Действительно, чем была античная эпиграмма? Первоначально надписью – на могильной плите, жертвенном треножнике, статуе божества. В надписи – неизбежно краткой (один-два стиха) – сообщалось, кем и когда воздвигнута стела или установлен алтарь. Из таких надписей постепенно родились сентенции – короткие моральные рассуждения, подводящие итог, как правило, горестному жизненному опыту и печальным наблюдениям ума. Затем их сменили острые бытовые зарисовки, характерологические этюды и сатирические обобщения.
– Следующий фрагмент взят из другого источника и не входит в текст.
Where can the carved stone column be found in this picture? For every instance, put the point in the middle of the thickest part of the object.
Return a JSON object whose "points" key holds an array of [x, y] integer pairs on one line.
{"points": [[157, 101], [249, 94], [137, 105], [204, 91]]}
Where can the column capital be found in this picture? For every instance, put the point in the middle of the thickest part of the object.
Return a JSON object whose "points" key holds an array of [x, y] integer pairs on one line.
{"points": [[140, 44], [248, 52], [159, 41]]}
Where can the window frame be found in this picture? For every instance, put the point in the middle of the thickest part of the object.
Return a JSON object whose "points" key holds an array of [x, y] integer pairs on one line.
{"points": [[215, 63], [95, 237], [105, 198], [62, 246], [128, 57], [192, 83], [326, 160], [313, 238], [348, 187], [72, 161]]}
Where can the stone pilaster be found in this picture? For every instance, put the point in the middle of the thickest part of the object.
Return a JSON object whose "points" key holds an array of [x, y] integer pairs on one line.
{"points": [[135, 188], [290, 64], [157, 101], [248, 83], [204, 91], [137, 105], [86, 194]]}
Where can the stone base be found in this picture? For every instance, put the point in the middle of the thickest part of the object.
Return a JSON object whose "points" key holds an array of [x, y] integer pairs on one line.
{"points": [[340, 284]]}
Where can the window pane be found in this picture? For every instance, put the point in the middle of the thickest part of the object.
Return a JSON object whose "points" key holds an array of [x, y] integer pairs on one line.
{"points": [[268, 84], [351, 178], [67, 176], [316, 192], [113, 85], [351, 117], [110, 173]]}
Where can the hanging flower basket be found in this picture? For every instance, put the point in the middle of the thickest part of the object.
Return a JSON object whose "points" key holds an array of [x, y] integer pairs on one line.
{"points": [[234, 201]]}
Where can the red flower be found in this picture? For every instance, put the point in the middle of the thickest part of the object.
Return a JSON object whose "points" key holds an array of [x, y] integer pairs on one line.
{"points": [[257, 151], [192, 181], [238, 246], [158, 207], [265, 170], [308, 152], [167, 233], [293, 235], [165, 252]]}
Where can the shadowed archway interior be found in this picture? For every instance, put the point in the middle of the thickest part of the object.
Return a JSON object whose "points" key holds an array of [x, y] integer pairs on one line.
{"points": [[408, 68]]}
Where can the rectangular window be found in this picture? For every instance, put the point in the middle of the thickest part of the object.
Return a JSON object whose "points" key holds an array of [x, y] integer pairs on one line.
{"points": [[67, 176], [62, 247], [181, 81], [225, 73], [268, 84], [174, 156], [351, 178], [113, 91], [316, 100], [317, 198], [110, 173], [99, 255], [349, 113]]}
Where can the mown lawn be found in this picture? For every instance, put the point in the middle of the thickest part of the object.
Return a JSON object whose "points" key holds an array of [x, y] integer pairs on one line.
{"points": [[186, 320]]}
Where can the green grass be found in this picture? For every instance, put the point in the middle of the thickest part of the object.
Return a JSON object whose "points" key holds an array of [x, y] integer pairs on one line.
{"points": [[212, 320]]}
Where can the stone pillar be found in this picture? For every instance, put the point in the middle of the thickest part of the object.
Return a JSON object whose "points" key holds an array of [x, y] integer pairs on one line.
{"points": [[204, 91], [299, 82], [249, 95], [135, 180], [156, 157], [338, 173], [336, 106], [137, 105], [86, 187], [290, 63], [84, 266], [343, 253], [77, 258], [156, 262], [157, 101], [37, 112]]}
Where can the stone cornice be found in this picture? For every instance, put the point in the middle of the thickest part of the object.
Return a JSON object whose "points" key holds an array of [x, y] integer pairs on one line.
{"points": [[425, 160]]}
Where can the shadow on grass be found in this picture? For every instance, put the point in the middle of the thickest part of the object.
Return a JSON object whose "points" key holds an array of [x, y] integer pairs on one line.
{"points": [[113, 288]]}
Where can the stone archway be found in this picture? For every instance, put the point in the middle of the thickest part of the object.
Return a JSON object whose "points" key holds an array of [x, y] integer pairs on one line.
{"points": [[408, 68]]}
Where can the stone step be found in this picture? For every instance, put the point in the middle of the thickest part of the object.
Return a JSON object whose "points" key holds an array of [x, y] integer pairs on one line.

Причем переход этот от собственно надписи к широкому и емкому жанру эпиграммы свершился достаточно быстро (быстро, конечно, с нашей точки зрения, когда в античных далях столетия и тысячелетия сближены, уплотнены); так, если у родоначальника жанра Симонида Кеосского (556 – 468 гг. до н. э.) эпиграмма еще остается надписью, то уже у Платона (427 – 347 гг. до н. э.) и особенно у Асклепиада Самосского (III в. до н. э.), у Каллимаха (310 – 240 гг. до н. э.), наконец, у Мелеагра (I в. до н. э.) – называем лишь наиболее крупные имена – жанр уверенно прошел стадии описания, лирического размышления (сблизившись с элегией), наконец, сатирического выпада. У самого прославленного эпиграмматиста Древнего Рима – у Марциала (ок. 40 г. – ок. 104 г. н. э.), написавшего ни больше ни меньше, как 1557 стихотворений, – мы найдем те же традиционные заметки проницательного наблюдателя и философа-моралиста. И рядом с ними (пусть не в таком уж большом числе) – эпиграммы остро сатирические, построенные совсем по иному композиционному принципу. В них отчетливо намечалось противопоставление двух частей стихотворения, где ожидаемый ход микросюжета вступает в противоречие с неожиданной развязкой. Эпиграмматическая система Марциала оказала решающее воздействие на дальнейшее развитие жанра, породив, впрочем, и оживленные споры: новаторский характер эпиграмм римского сатирика, их нетрадиционность заставляли ревнителей традиций и канонов предпочитать стихотворениям Марциала, скажем, лирические эпиграммы Катулла. Итак, на первых порах сатирический элемент отложился лишь в одной из разновидностей жанра. Сатирической по преимуществу в античную эпоху эпиграмма еще не стала.